Why does a fixed-point scaling factor tend to be a power of two?


Assume we have two floating point values: 1.23 and 4.56. To represent and add these in a machine without floating point support, we will have to fall back to fixed point representation.

So we pick the number 100 as a scaling factor, simply to get rid if the decimal points:

1 - Multiple them by scaling factor => 123 and 456

2 - Add them 123 + 456 = 579

3- Divide it by the same scaling factor => 5.79

Which is equal to the floating point add 1.23 + 4.56 = 5.79

Now, why do I keep reading on online articles that scaling factor tends to be a power of two?

https://en.wikipedia.org/wiki/Scale_factor_(computer_science)

https://www.allaboutcircuits.com/technical-articles/fixed-point-representation-the-q-format-and-addition-examples/

If I choose say 2^5 = 32 as my scaling factor then we have:

-> 1.23 * 32 = 39.36 ~= 39
-> 4.56 * 32 = 145.92 ~= 145
-> 39 + 149 = 188 
-> 188 / 32 = 5.87

The output of 5.87 is not even precise. So why do we pick power of 2? Why don't we just pick a power of 10 as the factor?

Edit

I have also seen in such posts: https://spin.atomicobject.com/2012/03/15/simple-fixed-point-math/

That power of two is chosen since computers can represent them fast, i.e 2^16 can be done with bit shifting : 1 << 16, but power of 10 can't be computed as fast.

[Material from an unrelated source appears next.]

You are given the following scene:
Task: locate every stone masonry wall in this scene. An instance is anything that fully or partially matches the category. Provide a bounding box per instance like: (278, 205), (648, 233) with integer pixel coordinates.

So is that it? we basically destroy precision for a bit of latency (if at all)?


Solution

  • Which is equal to the floating point add 1.23 + 4.56 = 5.79

    Not quite.

    1.23, 4.56, 5.79 as source code are exactly representable. As floating-point encoded with binary64, they are not. Much like 0.3333 is not exactly one-third, IEE-754 binary uses nearby values - within 1 part in 253. Thus the addition may provide the expected sum, or maybe a very close other sum will occur.

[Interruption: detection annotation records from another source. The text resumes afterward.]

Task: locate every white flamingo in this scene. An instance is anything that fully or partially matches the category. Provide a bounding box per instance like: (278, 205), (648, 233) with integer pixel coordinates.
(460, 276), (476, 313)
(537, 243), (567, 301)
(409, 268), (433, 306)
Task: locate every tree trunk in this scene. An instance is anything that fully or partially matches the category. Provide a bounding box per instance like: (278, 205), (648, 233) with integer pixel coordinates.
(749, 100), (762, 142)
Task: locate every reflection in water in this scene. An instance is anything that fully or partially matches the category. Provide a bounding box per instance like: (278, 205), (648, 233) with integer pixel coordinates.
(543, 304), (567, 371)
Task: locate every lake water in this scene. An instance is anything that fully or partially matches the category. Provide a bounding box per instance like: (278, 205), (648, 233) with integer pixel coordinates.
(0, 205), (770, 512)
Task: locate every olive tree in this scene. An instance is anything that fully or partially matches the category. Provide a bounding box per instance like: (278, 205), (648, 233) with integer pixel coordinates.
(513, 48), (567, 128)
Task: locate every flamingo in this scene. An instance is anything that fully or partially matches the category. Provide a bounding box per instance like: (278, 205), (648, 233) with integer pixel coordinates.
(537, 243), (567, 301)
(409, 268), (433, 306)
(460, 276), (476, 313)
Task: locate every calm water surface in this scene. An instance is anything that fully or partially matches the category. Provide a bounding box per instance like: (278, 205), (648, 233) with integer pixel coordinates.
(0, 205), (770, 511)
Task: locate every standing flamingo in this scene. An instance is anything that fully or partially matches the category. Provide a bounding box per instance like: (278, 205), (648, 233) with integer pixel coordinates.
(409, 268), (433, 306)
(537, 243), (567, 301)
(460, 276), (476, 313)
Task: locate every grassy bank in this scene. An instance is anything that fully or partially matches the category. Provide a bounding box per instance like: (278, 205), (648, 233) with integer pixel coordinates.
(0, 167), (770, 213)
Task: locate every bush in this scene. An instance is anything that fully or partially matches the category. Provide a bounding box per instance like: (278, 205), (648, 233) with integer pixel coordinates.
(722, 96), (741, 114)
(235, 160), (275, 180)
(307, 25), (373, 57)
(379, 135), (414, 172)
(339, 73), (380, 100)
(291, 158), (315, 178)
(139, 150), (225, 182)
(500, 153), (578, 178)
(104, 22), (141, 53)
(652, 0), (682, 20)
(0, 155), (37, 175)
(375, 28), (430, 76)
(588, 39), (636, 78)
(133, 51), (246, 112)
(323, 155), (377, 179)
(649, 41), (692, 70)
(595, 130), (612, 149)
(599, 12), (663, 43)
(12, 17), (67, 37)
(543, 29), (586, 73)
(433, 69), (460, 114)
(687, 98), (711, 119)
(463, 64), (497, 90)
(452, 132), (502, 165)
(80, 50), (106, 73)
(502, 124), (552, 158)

    why do I keep reading on online articles that scaling factor tends to be a power of two?

    With binary floating point, scaling by powers of 2 injects no precision loss. The product is exactly as good as its pre-scaled value.

    Why don't we just pick a power of 10 as the factor?

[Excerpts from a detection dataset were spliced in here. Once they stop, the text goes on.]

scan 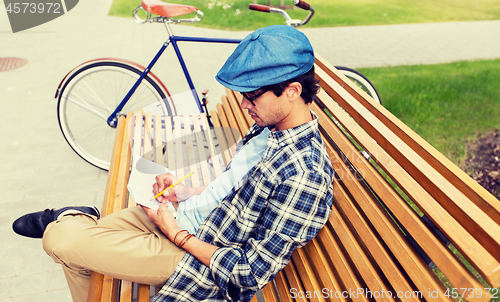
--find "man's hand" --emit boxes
[153,173,192,203]
[141,201,182,242]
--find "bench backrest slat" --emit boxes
[225,90,251,136]
[316,58,500,224]
[210,110,231,166]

    Scaling by powers of 10 works well on paper (classical math), yet with binary floating point, the product likely is not exact and instead a rounded value is used. Thus our scaling injects a little error.

    So is that it? we basically destroy precision for a bit of latency (if at all)?

    No, there are many more issues. Since there are so many issues and speed is important, manufacturers of floating point hardware need an incredibly specific IEEE-754. Even after 40 years, corner cases come up. For over the past 20 years a decimal version of IEEE-754 exist too. That portion of the overall spec is slowing getting realized in hardware instead of the slooooow software decimal floating point implementations. Until the marketplace drives for wider acceptance, binary floating point with its difference between classical math (1.23 + 4.56) will continue to dominate versus switching to decimal floating point.